Robert Gibbs Has a Funny Problem
Today, Politico published a hard-hitting report: "Press Room Laughter Dies Down." No one is laughing any more at Robert Gibbs! But is it because of a change in "tone," or because Robert Gibbs is the least funny person in D.C.?
It's the second one.
Politico has so many reporters milling around their newsroom watching C-Span that they threw three on the task of sifting through White House press briefings and totaling up the number of times reporters laughed at Robert Gibbs' press conferences: In the first six months, there was an average of 179 laughs per month—six laughs per day! And so Gibbs became "the funny press secretary".
How did Robert Gibbs get more laughs than Bush's last two press secretaries plus all post-Happy Gilmore Adam Sandler films combined? Perusing Gibbs' cringe-y comedic output suggests it was the instictive laughter of relief—a bunch of reporters surprised and delighted to find they had emerged from the class 5 hurricane of the Bush era relatively unscathed. God knows we also wandered the streets for months after the election, deliriously cackling at bums and trees. Ha ha! We made it! But now that everything has settled in, the press corps is able to see Gibbs for the hack that he is: In its second six months, The Robert Gibbs Show generated just 89 laughs/month. (For comparison, a "top stand-up comedy set" gets "a minimum of 4-6 laughs per minutes.")
Gibbs' crack wit was on display most recently with his dig at Sarah Palin's "hand-written" notes:
What could have been a decent bit was made unwatchable by Gibbs' hokey delivery. Look at me, guys—I'm making a funny! Sarah Palin's own hand-gate gag—conspicuously writing "Hi Mom" on her hand and waving it around at cameras—was way funnier. Palin's was a pretty smart, underhanded jab that turned the media back on itself, where Gates' was a clownish jape meant to please the reporters that are his only reason for existence.

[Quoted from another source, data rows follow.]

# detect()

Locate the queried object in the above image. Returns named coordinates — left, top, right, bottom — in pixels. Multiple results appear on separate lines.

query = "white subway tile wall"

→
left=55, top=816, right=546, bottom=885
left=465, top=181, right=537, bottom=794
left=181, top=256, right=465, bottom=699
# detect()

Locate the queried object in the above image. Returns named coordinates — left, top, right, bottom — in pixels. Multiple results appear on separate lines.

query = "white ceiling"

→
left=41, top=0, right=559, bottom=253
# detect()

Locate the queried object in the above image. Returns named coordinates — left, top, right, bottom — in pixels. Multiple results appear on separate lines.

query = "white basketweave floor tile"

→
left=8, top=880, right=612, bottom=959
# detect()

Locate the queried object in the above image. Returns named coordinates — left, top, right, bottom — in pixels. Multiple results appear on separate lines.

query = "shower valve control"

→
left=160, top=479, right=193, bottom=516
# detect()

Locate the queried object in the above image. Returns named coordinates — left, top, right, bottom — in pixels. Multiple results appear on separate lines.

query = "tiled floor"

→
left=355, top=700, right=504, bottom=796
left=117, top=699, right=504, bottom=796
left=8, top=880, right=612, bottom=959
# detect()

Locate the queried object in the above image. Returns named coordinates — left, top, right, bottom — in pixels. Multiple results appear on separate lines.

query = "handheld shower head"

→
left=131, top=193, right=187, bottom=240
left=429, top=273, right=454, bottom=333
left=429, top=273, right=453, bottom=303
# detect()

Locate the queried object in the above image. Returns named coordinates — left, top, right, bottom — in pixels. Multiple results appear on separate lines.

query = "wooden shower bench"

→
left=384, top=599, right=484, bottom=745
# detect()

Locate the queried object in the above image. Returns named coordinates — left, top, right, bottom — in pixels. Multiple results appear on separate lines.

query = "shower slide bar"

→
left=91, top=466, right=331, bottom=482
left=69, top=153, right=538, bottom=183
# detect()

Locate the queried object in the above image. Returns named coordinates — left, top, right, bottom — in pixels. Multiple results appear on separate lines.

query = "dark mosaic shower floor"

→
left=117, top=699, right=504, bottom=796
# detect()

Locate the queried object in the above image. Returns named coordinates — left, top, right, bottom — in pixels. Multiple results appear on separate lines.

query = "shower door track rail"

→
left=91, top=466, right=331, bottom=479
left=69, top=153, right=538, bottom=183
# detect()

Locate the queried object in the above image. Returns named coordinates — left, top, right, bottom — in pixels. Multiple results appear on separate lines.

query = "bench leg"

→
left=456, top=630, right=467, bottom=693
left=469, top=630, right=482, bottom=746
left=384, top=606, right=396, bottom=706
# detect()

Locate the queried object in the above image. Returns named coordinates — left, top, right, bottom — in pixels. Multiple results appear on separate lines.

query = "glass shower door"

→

Some clowns are funny—think, Charlie Chaplin—but most are sad. A clown is sad because he is so desperate for laughs that he smears an artificial smile on his face; he is always the first to laugh at his own jokes. And so is Gibbs, as evidenced by this truly funny Politico mash-up, "Gibbs Giggles":
A key rule of comedy is: Never laugh at your own jokes. But it often seems Gibbs is attempting only to amuse himself. Like this aborted gag that starts in Gibbs' own addled brain and ends up bombing with more force than a GBU-28 Bunker Buster missile striking a known Al Qaeda target:
It's just, like, What?
What's sad about this is that the Q & A format of a White House presser is perfectly-suited for jokes: Gibbs has got a couple dozen straight-men lobbing set-ups at him for an hour. All he needs to do is knock 'em down. The missed opportunities! Like this exchange:
REPORTER: Chris Wallace called you the biggest bunch of crybabies I've seen in Washington... what's your reaction?
GIBBS: Well... I haven't cried yet! (LAUGHTER)
Here's what he should have said:
Wallace must've been talking about Sasha. Talk about Princess and the Pea. Can't even give her a little ribbing without her running to Michelle, all: 'Wah wah, Gibbs called me 'Little Hitler' again." Jesus, somebody book that girl on O'Reilly so he can scream in her face for forty minutes.
Maybe you don't care about the fact that Robert Gibbs makes Jay Leno look like Mitch Hedberg. But think about this: Gibbs' words are going down in history. Literally! Some of his words will end up in a history book, probably! And if Gibbs is going to make jokes at press conferences—which we are totally in favor of, by the way—he should keep in mind that he is joking on behalf of all the real comedians and writers whose jokes will disappear into the ether. Otherwise, this incredible, real life exchange from a press conference last month will be how our children remember early 21st century comedy:
REPORTER: Robert, I wanted to go back to the broader message of the Massachusetts election. The tone of your comments yesterday seemed to suggest that you were absorbing the message from that and that there was anger and frustration. But does that mean that there's any kind of regrouping going on, any kind of change in the agenda, or is there a feeling that the agenda is perfectly fine as it is but it's just a matter of communicating it better?
MR. GIBBS: No, look, this isn't a "Cool Hand Luke" problem, right? It took a while. Mark, come on, help me out a little bit, right — "failure to communicate."
REPORTER: I had no idea what that meant.